Accountants Should Understand and Recommend Factoring

One of the toughest obstacles to overcome when trying to recommend the business finance solution called factoring, very often is the businesses accountant. The business owner begins to consider this finance facility and unfortunately the accountant will encourage his client not to use it.

Where is the objection? The accountant does some quick math and determines that the proposal sent by the factor indicating a factoring discount fee of 3% per month is an annual interest rate of 36%. Nothing can be further from the truth. Factoring loosely defined is the sale of invoices at a discount to a finance company called a factor. Note the definition says nothing about loan, interest, APR or any other verbiage associated with lending. The finance contract itself is not called a loan agreement but rather a “master purchase and sale” agreement. So the mistake is equating the discount fee to an interest rate.

The discount fee is a reduction in revenue from sales. Suppose a business gave its customers a 2% discount for paying in 10 days, is that a 72% interest rate equivalent? (2% X 3 ten day periods X 12 months = 72% interest rate??). Of course not. It is recognized on the books of the business as a 2% discount given to customers for early pay. So it is with factoring. The 3% discount that a business may pay on factoring (for early receipt of the invoice payment this time provided by the factor not the debtor) is exactly that, and it cannot and should not be an annualized interest rate.
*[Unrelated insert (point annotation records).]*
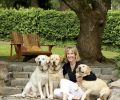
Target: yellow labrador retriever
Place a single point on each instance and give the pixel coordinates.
(55, 73)
(38, 79)
(95, 87)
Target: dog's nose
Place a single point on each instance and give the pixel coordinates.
(39, 62)
(79, 69)
(54, 62)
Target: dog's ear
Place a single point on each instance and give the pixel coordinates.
(36, 59)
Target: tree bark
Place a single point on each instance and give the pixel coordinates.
(92, 15)
(90, 37)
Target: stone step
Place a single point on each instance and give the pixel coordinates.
(9, 90)
(21, 98)
(19, 82)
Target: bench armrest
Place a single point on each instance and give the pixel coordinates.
(49, 46)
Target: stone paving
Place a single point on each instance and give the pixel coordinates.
(22, 72)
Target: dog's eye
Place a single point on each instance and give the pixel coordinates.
(43, 58)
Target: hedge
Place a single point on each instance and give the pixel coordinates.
(54, 25)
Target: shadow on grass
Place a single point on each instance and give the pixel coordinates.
(4, 58)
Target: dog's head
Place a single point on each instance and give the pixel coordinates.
(55, 62)
(43, 62)
(82, 70)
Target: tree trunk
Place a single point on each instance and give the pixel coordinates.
(90, 37)
(92, 15)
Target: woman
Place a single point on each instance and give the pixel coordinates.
(68, 88)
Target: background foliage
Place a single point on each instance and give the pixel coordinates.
(54, 25)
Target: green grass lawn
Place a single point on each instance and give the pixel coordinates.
(5, 51)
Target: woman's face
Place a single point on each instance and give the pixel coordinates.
(71, 56)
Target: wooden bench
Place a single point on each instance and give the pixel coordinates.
(28, 46)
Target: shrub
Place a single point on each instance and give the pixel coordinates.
(54, 25)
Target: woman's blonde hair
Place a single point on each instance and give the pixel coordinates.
(74, 49)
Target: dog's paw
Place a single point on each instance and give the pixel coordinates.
(50, 97)
(42, 97)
Accountants bring real value to the factoring proposal by advising his/her client if the discount can be absorbed by the businesses net margin. One should consider factoring as a temporary equity partner participating in the profits for 3%, 4% etc.. Once the factoring business has grown to the next level then traditional less expensive finance options open.

CPA’s can help their clients by appreciating the nature of factoring and evaluating if it is a viable and affordable option.